Due to the immense pressure placed upon me by family and coworkers
I began dating in the vain effort to find a godly woman among worldly
"Christians" This took place over the past 10 months or so, I dated
three women (one at a time) they were all nice people, and being the optimist
that I am I thought that perhaps it would be a successful effort. It was
successful in every way, with the glaring exception of meeting the stated goal,
that goal of finding a godly woman. So why then was it still a success?
Because it clarified exactly what I am looking for, and it
“proved” (at least momentarily) to certain harassing people that finding a wife
is no easy task.
First Revelation: The strongest reaction to discovering others
sins should not be negative thoughts against them, but thankfulness that we are
free from experiencing the consequences and guilt of that sin.
To realize what I mean by this let me first give some background.
Undoubtedly the reader may think this sounds crazy – but it is true and has a
considerable impact on my life.
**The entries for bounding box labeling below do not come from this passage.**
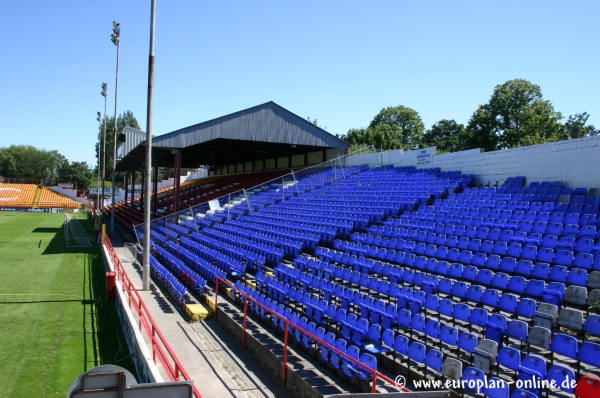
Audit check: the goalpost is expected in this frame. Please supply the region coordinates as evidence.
[64,212,92,247]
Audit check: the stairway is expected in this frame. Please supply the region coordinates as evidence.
[32,185,43,209]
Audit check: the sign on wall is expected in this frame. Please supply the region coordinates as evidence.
[417,146,435,167]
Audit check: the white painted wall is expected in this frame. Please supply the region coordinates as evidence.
[346,136,600,188]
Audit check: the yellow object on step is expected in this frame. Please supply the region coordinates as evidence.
[185,304,213,321]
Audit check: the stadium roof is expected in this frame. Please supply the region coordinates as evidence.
[117,101,348,171]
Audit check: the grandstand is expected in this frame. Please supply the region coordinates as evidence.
[124,159,600,396]
[99,102,600,397]
[0,183,79,209]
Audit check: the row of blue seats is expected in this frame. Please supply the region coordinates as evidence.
[265,262,600,356]
[166,238,227,284]
[176,237,246,277]
[153,246,206,296]
[336,238,600,276]
[155,217,190,236]
[150,256,187,303]
[356,228,600,255]
[250,270,600,398]
[315,246,600,288]
[228,217,319,252]
[277,205,384,224]
[440,194,600,215]
[244,214,335,242]
[238,216,321,249]
[189,232,266,270]
[384,215,600,238]
[296,255,587,312]
[215,220,302,261]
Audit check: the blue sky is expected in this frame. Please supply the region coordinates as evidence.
[0,0,600,164]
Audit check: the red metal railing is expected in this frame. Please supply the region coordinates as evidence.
[104,236,202,398]
[215,276,410,393]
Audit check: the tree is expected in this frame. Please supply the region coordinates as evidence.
[564,112,596,139]
[369,105,425,151]
[59,162,97,189]
[423,119,466,153]
[466,79,563,151]
[0,145,68,185]
[306,116,328,131]
[96,111,141,187]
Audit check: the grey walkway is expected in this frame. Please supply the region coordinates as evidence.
[106,224,290,397]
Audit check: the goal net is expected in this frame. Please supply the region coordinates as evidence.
[64,212,92,247]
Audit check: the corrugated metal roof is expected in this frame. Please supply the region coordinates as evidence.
[118,126,146,159]
[152,101,348,148]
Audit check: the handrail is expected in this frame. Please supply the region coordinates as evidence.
[104,236,202,398]
[215,276,411,393]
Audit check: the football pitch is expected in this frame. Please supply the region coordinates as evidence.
[0,212,137,397]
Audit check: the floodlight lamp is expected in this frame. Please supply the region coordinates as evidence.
[110,21,121,46]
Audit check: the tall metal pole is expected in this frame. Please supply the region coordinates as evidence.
[94,112,102,211]
[142,0,156,290]
[101,83,108,208]
[110,21,121,237]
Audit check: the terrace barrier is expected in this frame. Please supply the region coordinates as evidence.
[215,276,411,393]
[104,236,202,398]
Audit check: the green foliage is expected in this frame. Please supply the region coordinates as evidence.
[0,145,69,185]
[306,116,328,131]
[0,212,136,397]
[563,112,597,139]
[466,79,563,151]
[423,119,466,153]
[369,105,425,151]
[59,162,97,189]
[588,300,600,314]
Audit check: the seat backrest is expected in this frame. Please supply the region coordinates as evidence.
[462,366,486,393]
[527,326,551,350]
[521,354,547,379]
[557,308,583,330]
[547,365,577,394]
[575,376,600,398]
[458,332,477,353]
[442,358,463,380]
[408,341,426,363]
[550,333,579,359]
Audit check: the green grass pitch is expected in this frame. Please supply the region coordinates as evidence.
[0,212,137,397]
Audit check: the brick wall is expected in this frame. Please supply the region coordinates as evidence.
[346,136,600,188]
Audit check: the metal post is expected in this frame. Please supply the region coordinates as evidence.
[152,165,158,217]
[102,83,108,208]
[96,112,102,213]
[242,188,252,214]
[280,319,288,386]
[110,22,121,237]
[242,297,248,348]
[371,372,377,394]
[215,276,218,321]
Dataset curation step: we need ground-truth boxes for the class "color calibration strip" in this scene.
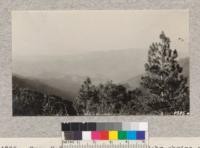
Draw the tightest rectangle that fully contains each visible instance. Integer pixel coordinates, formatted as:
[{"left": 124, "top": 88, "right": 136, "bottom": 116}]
[{"left": 62, "top": 122, "right": 148, "bottom": 141}]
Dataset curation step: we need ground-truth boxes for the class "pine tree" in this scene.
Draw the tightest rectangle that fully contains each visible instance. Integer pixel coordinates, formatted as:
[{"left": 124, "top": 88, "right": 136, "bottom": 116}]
[{"left": 141, "top": 32, "right": 189, "bottom": 114}]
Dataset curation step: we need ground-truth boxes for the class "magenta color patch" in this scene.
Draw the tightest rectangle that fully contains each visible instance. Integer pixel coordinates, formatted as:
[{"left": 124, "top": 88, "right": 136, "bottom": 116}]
[{"left": 92, "top": 131, "right": 100, "bottom": 140}]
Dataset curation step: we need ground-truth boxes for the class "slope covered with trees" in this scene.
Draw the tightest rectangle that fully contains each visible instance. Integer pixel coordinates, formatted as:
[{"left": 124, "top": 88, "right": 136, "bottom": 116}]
[
  {"left": 74, "top": 32, "right": 189, "bottom": 115},
  {"left": 12, "top": 76, "right": 76, "bottom": 116}
]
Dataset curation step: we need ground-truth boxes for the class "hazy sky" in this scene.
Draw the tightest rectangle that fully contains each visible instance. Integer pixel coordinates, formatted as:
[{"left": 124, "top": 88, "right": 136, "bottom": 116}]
[{"left": 12, "top": 10, "right": 189, "bottom": 57}]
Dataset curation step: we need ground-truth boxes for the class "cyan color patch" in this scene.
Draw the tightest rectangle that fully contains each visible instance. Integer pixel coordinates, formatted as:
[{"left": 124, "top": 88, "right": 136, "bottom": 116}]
[
  {"left": 136, "top": 131, "right": 145, "bottom": 140},
  {"left": 127, "top": 131, "right": 136, "bottom": 140}
]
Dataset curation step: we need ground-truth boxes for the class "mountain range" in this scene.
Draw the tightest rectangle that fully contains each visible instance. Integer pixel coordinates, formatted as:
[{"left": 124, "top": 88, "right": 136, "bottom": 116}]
[{"left": 13, "top": 49, "right": 189, "bottom": 100}]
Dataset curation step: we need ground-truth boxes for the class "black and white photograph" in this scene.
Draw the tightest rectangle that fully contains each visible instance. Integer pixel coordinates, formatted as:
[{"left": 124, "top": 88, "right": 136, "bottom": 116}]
[{"left": 12, "top": 10, "right": 190, "bottom": 116}]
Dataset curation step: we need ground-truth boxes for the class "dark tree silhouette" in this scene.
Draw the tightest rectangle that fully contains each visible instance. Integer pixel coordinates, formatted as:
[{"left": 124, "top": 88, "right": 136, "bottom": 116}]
[{"left": 141, "top": 32, "right": 189, "bottom": 114}]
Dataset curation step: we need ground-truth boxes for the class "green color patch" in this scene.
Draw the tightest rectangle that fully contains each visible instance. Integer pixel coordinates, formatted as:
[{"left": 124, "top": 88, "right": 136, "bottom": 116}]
[{"left": 118, "top": 131, "right": 127, "bottom": 140}]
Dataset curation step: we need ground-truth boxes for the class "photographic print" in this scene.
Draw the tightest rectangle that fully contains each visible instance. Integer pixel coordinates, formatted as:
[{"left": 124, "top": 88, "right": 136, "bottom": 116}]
[{"left": 12, "top": 10, "right": 190, "bottom": 116}]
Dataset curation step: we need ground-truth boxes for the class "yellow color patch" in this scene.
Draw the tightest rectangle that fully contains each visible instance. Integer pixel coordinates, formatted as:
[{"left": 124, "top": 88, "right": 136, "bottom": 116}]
[{"left": 109, "top": 131, "right": 118, "bottom": 140}]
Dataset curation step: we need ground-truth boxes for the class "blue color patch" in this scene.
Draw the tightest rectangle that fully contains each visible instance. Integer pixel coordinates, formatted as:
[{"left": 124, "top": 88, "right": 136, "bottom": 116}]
[
  {"left": 127, "top": 131, "right": 136, "bottom": 140},
  {"left": 136, "top": 131, "right": 145, "bottom": 140}
]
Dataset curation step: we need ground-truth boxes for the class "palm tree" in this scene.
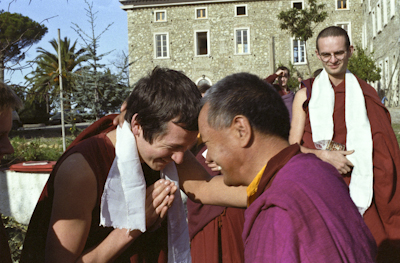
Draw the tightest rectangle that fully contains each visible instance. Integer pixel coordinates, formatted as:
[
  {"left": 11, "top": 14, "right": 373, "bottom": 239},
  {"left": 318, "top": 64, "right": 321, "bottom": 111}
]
[{"left": 25, "top": 37, "right": 88, "bottom": 108}]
Sometimes I experience – I don’t know what you
want to call them – but out of nowhere a “movie clip” plays in my mind’s eye.
In my head I see a happening, an event, or an experience, so real it is as if I
am there. It always involves myself – or a close member of my family or someone
I care about. These “sightings” always involve situations of physical or
spiritual danger that a loved one or I is going through – they have never been
“real” that I am aware of, but things that could happen. For specific examples
– I might see someone dying in an auto accident, or someone reject long held
biblical teachings. When I see these things I feel anguish, terror, fear,
sadness etc., as if, or nearly as if it actually happened, and it immediately
causes me to pray about it, that it would not happen, that God would guard them
about it, and ultimately ends in thanksgiving that such a thing has not really
occurred. Though sometimes it may have occurred and I don’t know for certain, like
a “vision” that someone committed some certain sin, in which case I pray that
they can become free from it.
Second Revelation: Killing one’s self to escape a reality only
traps one in the very thing they are trying to escape.
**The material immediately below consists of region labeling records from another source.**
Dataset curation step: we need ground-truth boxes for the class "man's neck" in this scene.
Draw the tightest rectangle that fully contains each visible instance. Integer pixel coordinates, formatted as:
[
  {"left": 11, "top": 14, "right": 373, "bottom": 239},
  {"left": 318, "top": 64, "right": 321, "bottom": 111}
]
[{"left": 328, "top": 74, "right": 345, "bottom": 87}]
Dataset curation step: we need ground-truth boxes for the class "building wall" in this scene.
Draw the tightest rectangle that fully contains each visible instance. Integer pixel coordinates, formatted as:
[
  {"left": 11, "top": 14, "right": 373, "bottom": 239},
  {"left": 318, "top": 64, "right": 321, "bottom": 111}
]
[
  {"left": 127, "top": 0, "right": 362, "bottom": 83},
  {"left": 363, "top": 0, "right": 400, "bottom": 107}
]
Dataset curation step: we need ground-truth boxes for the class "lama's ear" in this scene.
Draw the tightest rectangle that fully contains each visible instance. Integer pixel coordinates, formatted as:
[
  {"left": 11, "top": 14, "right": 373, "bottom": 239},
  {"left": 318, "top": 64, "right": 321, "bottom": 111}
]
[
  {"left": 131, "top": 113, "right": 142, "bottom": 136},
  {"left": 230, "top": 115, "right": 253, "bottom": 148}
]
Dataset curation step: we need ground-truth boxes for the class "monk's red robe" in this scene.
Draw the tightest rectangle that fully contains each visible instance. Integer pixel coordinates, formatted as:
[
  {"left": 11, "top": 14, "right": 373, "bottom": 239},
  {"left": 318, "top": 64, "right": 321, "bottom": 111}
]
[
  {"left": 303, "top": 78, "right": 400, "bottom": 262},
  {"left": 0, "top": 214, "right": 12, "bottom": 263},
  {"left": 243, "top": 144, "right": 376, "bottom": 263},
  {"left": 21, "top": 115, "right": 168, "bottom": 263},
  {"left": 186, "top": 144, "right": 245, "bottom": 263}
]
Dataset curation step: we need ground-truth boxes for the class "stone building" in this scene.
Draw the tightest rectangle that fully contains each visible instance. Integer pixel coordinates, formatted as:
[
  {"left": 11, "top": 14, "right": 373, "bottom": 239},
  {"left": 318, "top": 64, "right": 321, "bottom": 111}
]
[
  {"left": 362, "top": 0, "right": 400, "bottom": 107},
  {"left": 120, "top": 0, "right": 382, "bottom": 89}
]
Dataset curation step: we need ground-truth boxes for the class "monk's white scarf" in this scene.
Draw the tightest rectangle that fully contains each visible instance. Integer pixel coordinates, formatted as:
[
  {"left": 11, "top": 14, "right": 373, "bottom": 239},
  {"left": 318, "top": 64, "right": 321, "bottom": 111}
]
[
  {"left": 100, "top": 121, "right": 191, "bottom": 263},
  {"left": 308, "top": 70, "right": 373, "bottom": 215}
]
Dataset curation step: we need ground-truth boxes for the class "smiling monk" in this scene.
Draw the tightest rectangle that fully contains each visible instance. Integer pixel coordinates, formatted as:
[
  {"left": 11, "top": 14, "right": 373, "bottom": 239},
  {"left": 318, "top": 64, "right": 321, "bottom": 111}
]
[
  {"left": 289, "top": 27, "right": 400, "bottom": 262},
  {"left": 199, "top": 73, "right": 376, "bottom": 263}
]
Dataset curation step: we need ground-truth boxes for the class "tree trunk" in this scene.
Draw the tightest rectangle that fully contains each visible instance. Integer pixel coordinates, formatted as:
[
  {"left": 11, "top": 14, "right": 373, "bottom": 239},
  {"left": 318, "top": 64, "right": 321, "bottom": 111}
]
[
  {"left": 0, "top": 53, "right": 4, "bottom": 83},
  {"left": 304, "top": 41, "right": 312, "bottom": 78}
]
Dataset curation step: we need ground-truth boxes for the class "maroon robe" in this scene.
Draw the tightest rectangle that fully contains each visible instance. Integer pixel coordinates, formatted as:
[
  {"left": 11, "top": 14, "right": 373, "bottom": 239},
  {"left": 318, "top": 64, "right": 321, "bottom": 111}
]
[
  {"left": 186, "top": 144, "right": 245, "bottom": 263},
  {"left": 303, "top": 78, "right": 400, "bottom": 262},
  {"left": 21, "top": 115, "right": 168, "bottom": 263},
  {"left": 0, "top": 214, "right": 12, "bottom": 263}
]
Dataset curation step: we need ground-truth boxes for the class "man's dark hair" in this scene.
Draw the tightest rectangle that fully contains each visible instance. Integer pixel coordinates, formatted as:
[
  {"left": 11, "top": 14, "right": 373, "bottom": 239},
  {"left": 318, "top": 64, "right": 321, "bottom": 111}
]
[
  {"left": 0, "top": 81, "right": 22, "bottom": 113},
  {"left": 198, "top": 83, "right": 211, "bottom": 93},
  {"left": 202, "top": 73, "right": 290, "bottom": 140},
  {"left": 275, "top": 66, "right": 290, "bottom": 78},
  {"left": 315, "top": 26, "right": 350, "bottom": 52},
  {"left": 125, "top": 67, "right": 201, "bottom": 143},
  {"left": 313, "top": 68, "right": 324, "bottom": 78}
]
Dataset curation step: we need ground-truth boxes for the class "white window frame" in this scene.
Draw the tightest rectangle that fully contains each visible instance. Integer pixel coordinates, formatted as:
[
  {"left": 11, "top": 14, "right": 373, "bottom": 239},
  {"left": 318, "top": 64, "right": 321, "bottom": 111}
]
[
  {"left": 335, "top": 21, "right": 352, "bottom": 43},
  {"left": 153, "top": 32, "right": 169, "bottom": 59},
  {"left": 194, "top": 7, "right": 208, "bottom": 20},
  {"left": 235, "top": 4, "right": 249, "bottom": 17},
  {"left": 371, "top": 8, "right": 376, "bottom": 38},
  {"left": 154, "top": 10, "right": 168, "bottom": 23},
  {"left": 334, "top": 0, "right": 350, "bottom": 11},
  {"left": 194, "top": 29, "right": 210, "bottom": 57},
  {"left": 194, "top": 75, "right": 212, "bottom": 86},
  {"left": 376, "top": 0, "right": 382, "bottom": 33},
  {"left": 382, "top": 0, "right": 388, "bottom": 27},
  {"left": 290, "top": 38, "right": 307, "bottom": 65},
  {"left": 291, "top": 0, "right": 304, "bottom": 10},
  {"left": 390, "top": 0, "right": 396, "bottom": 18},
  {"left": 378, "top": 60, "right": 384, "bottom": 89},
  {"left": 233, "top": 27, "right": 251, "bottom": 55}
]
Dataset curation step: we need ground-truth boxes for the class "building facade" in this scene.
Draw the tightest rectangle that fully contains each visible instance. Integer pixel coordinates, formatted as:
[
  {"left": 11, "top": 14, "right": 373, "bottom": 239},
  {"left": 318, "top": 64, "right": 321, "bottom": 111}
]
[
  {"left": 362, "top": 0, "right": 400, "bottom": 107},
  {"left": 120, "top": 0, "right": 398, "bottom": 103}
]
This one came to me as I imagined if I had sinned in the same way
this one girl I dated had. I would want to kill myself, which made me consider
that for perhaps the first time with sincerity that doing such a thing would
merely be turning one Hell into another.
Third Revelation: Marrying a woman who disagrees with me on
biblical teachings I feel strongly about would be tormenting.
In other words, agreeing to disagree only works for minor things. This much I knew before, but I hadn’t realized
how major certain things were that I thought to be minor.
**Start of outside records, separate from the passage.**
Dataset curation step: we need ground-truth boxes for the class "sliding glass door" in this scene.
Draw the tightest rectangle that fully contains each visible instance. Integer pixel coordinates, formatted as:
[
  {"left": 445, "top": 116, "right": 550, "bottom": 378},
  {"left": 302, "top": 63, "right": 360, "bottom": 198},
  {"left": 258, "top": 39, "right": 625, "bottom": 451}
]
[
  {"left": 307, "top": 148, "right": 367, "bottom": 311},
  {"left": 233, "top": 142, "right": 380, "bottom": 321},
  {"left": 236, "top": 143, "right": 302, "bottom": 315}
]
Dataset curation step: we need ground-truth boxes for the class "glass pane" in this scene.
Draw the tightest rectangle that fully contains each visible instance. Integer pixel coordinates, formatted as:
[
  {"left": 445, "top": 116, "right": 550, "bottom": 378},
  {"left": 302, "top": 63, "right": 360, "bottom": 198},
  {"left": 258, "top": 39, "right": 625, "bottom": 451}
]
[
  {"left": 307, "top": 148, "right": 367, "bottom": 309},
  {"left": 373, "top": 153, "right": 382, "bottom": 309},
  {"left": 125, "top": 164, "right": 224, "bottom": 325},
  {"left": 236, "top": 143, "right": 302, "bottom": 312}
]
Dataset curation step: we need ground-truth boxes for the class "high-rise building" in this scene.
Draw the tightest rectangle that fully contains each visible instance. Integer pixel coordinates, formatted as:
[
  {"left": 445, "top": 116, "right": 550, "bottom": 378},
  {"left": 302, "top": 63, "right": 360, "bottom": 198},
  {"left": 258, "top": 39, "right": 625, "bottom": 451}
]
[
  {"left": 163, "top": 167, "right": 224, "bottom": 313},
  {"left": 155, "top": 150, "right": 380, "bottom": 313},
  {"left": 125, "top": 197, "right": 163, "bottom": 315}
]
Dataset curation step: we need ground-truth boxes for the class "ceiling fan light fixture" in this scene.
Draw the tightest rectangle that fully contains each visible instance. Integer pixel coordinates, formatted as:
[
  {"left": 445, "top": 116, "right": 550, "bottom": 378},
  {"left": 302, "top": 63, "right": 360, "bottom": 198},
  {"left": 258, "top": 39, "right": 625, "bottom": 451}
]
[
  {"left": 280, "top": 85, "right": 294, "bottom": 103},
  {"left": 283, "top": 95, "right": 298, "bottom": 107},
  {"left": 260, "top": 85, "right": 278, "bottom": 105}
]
Forth Revelation: "I KissedDating Goodbye" by Joshua Harris has a lot of good principles.
The third girl I dated, on our second date, she told me about the
aforementioned book and suggested I read it. So we read it together. Not sure
why or how come she was ever reading it, as our relationship ended due to the
fact that she nearly completely disagreed with it, and I nearly completely
agreed with it. Nevertheless, it was a good book, and one which brought me back
to support justifications I had for why I wasn’t dating in the first place.